We simply cannot continue to let these “incremental” changes in the LAW be passed—and we cannot “incrementally” undo them in the time left before public education has completely finishes indoctrinating and destroying our children, taking all truth away from their existence. Our legislators must start acting decisively and correctly, asking for and accepting the knowledge, experience, and contributions their constituents may offer to avoid falling into these kinds of traps.
Another interesting item is noted above Act 213. A federal court case adjudicated in SC in 2020, actually repealed a section of Title 59 to allow for teaching sex education any way the schools choose (or are directed). This clearly is also meant to open the door for gender ideology, Comprehensive Sex Education, pornography in our schools, and more. Obviously no one is paying attention, and no one is doing anything about these actions even when they are presented with this evidence. I know this is the case because Michelle and I have met with prominent state legislators who expressed great interest, concern, and often surprise, but who have done nothing. The threat we face by actions like this is clearly not being recognized or fought by conservatives. This case was brought by the Sexuality Alliance, which is a national organization with some activity, apparently, in South Carolina. Court action is not the right way to amend or interpret our laws, but if it is happening, someone should be sounding the alarm, which in this case should have been Molly Spearman.

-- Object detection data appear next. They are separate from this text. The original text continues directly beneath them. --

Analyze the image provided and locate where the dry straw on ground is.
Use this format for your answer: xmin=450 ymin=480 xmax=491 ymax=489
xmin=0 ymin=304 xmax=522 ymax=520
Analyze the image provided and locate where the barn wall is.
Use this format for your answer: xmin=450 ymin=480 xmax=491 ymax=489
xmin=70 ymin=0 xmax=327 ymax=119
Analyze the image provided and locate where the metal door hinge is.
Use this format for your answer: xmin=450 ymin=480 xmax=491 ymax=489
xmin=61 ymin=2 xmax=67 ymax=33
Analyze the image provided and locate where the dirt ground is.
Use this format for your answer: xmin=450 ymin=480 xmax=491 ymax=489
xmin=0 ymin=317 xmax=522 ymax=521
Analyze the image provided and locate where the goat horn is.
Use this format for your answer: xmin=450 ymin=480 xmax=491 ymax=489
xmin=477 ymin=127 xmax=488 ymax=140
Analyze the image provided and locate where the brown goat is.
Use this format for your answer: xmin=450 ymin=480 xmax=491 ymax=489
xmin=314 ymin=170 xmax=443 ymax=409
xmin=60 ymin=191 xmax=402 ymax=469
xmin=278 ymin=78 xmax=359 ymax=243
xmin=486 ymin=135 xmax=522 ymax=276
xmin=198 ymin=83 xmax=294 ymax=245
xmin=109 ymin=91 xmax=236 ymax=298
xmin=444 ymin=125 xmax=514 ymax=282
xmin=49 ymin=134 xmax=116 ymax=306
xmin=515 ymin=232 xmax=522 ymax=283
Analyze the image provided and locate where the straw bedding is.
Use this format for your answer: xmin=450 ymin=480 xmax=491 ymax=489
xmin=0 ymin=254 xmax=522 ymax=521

Anything referring to “handicapped children” seems to be given free rein in our society which is so stuck on erasing even blatant individual differences—and especially real limitations—in order to promote with “compassion” their agenda of equity. I could go a long way down this path to the bottom, but it would only be a distraction tonight.
The LCTT report by Richard and Garris Davis and myself clarifies this more fully and is included in the material you received. It was mailed to and/or shared in person with dozens of legislators. When legislators are confronted with Act 213’s existence and need for repeal, polite interest has been expressed, but that is short-lived, with endless excuses for how this happened and why it can’t be addressed at this time.
We simply cannot continue to let these “incremental” changes in the LAW be passed—and we cannot “incrementally” undo them in the time left before the public education system has completely finished indoctrinating and destroying our children, taking all truth away from their existence.
Our call to action is for both legislators and every concerned South Carolinian citizen: we must scrutinize proposed legislation more closely. Understand that once a bill is introduced, it will eventually become law that the Left exploits to advance their agendas. The Left isn’t the only faction that hijacks bills—the right, particularly those with left-leaning tendencies, have significantly contributed to the proliferation of laws that have led us to our current situation. We must also promote the repealing of laws, but with vigilance. Even legislation intended to repeal laws can unintentionally pave the way for dangerous proposals.